22H05, l'avion en provenance de Hambourg, passe au-dessus de la cuisine de l'appartement des papillons.
Une bise, de force moyenne, souffle sur la Ville fédérale,
Une photographie, serrée dans un porte-feuille, souvenir d'un café, bu dimanche à l'Adriano's bar,
Un souffle printanier, s'installe dans les jardins,
Les oiseaux gazouillent sur les réseaux sociaux. On lire, sur les écrans cathodiques, un gazouilli de Christine Bravo qui dit: "Nous sommes tous Tintin et Milou"...
Il est temps de dissiper son ennuis dans un verre d'absinthe, verre sculpté par Picasso. Goutte à goutte, l'eau glacée coule sur un morceau de sucre posé sur la cuillère à absinthe et trouble le brevage... 
Photo: extrait d'un article paru dans "Le Temps" daté du 22 mars 2016. Il s'agit d'un article sur Picasso sculpteur avec une photographie de la "fontaine à absinthe".

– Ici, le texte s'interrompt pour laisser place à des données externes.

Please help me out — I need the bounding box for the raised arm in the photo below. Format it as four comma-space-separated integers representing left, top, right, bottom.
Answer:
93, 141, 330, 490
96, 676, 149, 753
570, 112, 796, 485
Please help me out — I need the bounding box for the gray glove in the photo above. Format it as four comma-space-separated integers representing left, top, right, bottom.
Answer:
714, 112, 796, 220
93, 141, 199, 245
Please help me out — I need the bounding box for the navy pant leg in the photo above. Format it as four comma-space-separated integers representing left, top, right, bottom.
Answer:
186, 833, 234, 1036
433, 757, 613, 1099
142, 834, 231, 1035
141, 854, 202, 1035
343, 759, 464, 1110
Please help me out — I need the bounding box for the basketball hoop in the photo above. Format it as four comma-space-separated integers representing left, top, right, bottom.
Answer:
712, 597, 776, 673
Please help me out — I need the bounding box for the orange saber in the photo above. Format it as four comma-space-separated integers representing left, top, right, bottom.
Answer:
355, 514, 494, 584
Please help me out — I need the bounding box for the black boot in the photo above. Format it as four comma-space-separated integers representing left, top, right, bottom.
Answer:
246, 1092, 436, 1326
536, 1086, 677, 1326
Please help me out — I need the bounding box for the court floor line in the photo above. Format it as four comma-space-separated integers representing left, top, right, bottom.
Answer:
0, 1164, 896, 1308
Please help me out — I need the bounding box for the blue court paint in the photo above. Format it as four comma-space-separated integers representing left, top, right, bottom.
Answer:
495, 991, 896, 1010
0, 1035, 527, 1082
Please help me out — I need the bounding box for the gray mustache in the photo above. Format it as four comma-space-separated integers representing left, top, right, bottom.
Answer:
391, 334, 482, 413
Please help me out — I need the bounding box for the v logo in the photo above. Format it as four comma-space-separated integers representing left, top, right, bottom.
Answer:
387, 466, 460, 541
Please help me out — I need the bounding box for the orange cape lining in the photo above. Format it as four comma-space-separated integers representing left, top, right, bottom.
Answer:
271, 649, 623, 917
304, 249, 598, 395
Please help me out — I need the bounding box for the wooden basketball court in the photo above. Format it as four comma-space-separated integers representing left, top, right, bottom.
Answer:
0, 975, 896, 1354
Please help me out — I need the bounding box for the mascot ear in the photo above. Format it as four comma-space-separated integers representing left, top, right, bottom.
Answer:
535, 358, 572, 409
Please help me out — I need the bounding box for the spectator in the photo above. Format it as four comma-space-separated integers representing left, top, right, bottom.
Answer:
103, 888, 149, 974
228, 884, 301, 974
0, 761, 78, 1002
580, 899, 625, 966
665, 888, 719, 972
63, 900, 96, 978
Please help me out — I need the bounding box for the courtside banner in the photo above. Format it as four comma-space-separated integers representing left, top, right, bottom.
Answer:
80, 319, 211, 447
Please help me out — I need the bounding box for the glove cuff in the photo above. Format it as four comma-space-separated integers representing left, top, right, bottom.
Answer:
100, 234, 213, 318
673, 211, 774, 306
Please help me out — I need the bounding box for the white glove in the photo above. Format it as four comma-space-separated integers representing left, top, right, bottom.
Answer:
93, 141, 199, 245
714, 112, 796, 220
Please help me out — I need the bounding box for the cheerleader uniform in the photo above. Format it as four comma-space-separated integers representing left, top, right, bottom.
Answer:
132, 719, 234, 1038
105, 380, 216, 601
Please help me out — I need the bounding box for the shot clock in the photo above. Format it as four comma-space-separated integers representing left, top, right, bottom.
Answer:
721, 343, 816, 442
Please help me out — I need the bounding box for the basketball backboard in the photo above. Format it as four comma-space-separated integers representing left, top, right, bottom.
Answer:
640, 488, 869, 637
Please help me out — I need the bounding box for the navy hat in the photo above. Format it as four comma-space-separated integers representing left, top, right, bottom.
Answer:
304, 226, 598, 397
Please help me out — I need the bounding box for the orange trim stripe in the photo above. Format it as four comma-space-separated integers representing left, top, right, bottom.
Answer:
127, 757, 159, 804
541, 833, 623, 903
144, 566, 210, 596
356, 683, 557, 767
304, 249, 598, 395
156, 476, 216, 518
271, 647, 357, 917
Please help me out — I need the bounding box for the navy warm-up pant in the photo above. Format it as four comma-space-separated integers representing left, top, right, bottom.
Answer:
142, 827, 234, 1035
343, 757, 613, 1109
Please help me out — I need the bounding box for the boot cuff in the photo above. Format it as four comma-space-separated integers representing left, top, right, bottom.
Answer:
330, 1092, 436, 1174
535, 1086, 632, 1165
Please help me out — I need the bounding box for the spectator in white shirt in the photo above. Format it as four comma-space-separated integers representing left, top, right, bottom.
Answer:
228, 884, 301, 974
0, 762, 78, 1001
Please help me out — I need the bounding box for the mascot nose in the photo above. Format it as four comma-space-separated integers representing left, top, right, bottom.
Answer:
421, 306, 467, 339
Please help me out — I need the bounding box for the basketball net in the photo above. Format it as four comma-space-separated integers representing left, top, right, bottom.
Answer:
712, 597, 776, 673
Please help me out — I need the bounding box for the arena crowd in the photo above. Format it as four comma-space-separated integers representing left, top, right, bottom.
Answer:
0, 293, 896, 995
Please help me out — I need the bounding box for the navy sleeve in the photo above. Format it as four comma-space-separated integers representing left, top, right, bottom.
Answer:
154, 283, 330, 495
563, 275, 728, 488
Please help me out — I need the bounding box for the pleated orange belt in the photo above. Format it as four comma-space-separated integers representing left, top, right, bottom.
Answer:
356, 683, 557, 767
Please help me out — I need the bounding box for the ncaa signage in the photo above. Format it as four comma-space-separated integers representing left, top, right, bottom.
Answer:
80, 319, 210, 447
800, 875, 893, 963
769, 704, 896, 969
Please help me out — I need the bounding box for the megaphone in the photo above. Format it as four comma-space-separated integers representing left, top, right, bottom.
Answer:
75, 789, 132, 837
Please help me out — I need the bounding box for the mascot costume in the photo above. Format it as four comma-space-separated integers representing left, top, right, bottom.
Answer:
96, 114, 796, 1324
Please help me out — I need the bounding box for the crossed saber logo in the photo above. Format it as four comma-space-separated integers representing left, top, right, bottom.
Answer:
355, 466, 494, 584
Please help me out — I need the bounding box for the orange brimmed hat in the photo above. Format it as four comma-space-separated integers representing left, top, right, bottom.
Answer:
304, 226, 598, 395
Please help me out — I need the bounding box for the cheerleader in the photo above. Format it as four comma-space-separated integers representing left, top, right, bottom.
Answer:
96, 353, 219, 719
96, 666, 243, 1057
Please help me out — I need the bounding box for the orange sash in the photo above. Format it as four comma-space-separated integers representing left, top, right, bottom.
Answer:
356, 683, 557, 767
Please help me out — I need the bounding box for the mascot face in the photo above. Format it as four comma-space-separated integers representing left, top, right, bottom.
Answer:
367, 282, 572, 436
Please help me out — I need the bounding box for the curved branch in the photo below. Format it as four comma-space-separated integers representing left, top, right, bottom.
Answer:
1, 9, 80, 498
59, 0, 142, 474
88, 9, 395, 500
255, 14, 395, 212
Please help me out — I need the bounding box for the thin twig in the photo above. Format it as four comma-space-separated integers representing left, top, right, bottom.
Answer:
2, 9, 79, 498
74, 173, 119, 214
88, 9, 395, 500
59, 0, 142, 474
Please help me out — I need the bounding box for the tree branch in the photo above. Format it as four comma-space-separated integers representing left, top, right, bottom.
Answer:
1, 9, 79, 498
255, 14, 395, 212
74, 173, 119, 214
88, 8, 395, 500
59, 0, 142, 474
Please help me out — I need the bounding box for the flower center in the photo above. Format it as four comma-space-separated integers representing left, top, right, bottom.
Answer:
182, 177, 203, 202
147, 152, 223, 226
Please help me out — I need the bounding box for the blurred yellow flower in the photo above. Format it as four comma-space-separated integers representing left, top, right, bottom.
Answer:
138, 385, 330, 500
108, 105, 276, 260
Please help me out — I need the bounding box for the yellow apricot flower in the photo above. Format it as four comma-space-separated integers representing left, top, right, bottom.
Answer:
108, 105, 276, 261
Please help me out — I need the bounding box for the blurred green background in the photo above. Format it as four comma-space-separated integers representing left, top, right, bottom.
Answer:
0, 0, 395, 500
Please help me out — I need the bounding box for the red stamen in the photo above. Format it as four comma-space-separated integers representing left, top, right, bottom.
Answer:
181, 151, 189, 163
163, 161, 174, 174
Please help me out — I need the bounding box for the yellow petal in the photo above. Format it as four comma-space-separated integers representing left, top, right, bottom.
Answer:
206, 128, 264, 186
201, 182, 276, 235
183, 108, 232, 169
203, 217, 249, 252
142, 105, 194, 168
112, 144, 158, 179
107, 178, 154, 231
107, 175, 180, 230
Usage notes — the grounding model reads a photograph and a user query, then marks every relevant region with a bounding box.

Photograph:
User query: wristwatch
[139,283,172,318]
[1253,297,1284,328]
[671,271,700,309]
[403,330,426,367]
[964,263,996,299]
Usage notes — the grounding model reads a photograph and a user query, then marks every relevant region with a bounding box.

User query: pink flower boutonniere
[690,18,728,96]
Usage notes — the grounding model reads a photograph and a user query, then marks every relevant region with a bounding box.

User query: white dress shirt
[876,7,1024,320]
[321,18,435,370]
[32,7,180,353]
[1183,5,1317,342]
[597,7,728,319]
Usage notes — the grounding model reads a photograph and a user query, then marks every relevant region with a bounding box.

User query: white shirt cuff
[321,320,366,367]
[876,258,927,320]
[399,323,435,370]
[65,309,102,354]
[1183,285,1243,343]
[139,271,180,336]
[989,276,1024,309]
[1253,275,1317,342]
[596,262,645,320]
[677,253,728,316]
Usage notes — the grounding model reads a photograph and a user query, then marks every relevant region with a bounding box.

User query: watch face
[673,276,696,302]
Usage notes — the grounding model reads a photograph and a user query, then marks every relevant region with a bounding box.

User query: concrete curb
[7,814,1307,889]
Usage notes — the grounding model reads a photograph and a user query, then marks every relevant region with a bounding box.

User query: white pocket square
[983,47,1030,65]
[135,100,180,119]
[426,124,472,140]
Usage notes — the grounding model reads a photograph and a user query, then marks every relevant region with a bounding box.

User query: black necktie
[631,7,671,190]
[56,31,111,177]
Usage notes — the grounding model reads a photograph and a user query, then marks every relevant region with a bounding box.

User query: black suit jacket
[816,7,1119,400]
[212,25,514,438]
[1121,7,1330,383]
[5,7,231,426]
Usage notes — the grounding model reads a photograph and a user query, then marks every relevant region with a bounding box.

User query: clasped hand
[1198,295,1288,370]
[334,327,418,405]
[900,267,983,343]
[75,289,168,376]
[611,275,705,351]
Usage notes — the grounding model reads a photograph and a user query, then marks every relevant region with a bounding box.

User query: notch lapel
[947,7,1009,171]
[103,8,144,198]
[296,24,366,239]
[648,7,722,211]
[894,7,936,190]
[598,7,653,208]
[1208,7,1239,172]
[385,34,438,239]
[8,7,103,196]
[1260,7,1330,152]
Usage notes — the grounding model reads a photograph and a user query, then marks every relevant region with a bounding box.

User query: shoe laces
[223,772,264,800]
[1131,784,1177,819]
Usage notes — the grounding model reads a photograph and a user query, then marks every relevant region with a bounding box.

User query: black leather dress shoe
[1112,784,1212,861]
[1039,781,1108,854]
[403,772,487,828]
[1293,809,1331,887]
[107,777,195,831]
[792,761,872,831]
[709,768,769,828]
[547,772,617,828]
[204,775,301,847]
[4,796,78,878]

"Les fauteuils en été" collage, février 2016.
Il semble que la saison des rhumes se soit propagée au-delà des humains et des chats du quartier. Les figures de pierre ornant les fontaine souffrent de rhino-pharyngite. Les pharmacies de la Ville fédérale vendent des mouchoirs en papier de taille XXXL permettant de moucher ces nez, que dis-je, ces péninsules malades.
"Loin des bras" de Metin Arditi est un roman passionnant. L'Adriano's bar est un lieu propice pour poursuivre la lecture de ce texte, commencé dans la cuisine de l'appartement des papillons et poursuivie dans le trolleybus.